# Own UI and simplier configuration



## ipavlik (Aug 21, 2013)

Hello,

I'm very new in OBS. I'd like to develop my own UI with simplier configuration.
It should has also some preview, media sources etc.
Is it possible provide with OBSApi, or...how deep should I dig into the source?
Where to start?

Thanks.


----------



## Jim (Aug 21, 2013)

The current main window is almost entirely hardcoded.  You might want to wait until after the current refactor is complete before attempting this because I am fixing that issue, but currently everything is in OBS::OBS and OBS::ResizeWindow, both of which are in OBS.cpp in the main app project


----------



## ipavlik (Aug 23, 2013)

What does it mean current refactor? What capabilities would be accessible after refactoring? When it could be available?

Thanks.


----------



## Greendweller (Aug 23, 2013)

What does it mean current refactor? 
http://lmgtfy.com/?q=code+refactor

What capabilities would be accessible after refactoring?
see your first question and follow/read link.

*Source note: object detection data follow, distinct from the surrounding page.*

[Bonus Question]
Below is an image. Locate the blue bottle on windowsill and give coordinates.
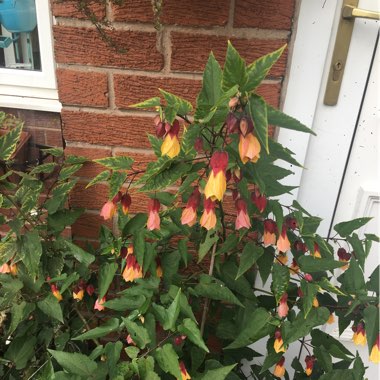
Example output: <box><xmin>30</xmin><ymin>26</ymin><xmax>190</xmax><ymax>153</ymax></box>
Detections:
<box><xmin>0</xmin><ymin>0</ymin><xmax>37</xmax><ymax>33</ymax></box>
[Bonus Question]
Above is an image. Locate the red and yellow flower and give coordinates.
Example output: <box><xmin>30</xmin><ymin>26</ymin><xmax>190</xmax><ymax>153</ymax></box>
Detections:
<box><xmin>273</xmin><ymin>330</ymin><xmax>286</xmax><ymax>354</ymax></box>
<box><xmin>369</xmin><ymin>334</ymin><xmax>380</xmax><ymax>363</ymax></box>
<box><xmin>200</xmin><ymin>198</ymin><xmax>216</xmax><ymax>230</ymax></box>
<box><xmin>277</xmin><ymin>225</ymin><xmax>290</xmax><ymax>252</ymax></box>
<box><xmin>277</xmin><ymin>293</ymin><xmax>289</xmax><ymax>318</ymax></box>
<box><xmin>122</xmin><ymin>247</ymin><xmax>143</xmax><ymax>282</ymax></box>
<box><xmin>181</xmin><ymin>187</ymin><xmax>201</xmax><ymax>227</ymax></box>
<box><xmin>305</xmin><ymin>355</ymin><xmax>315</xmax><ymax>376</ymax></box>
<box><xmin>179</xmin><ymin>361</ymin><xmax>191</xmax><ymax>380</ymax></box>
<box><xmin>352</xmin><ymin>322</ymin><xmax>367</xmax><ymax>346</ymax></box>
<box><xmin>147</xmin><ymin>199</ymin><xmax>161</xmax><ymax>231</ymax></box>
<box><xmin>273</xmin><ymin>356</ymin><xmax>285</xmax><ymax>378</ymax></box>
<box><xmin>235</xmin><ymin>198</ymin><xmax>251</xmax><ymax>230</ymax></box>
<box><xmin>204</xmin><ymin>152</ymin><xmax>228</xmax><ymax>201</ymax></box>
<box><xmin>263</xmin><ymin>219</ymin><xmax>277</xmax><ymax>247</ymax></box>
<box><xmin>161</xmin><ymin>120</ymin><xmax>181</xmax><ymax>158</ymax></box>
<box><xmin>251</xmin><ymin>189</ymin><xmax>267</xmax><ymax>214</ymax></box>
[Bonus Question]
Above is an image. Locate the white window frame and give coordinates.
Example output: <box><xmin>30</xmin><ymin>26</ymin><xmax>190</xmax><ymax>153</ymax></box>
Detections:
<box><xmin>0</xmin><ymin>0</ymin><xmax>62</xmax><ymax>112</ymax></box>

When?   Time wil tell when Jim has time to adjust the main window.From what i understand all development first goes into making the program stable and available on more platforms. (that's  why the refactor is needed)

Cheers.


----------



## Jim (Aug 23, 2013)

Well I suppose it's quite a bit more than a refactor, but it mostly just is to clean up the code, make the code portable, make the code more readable, and to allow developers to add in their own features more easily.  Because there's so much code that is being reworked it will take some time still though, currently it's approximately one month away from the first prototype version of the refactored version, and it will probably need to undergo much testing/changes before an actual full release.  Capabilities will include things such as custom outputs and custom GUI, as well as other things.


----------



## petervm (Aug 27, 2013)

We're also looking forward to "Own UI" (we'd like to add a WebBrowser Control).
We'll be happy to help testing the new version!

thanks a lot for your efforts


----------



## jacky374 (Oct 31, 2013)

What capabilities would be accessible after refactoring? When it could be available?


----------



## dodgepong (Oct 31, 2013)

Details here: viewtopic.php?f=21&t=7736

And the README is informative, too.


----------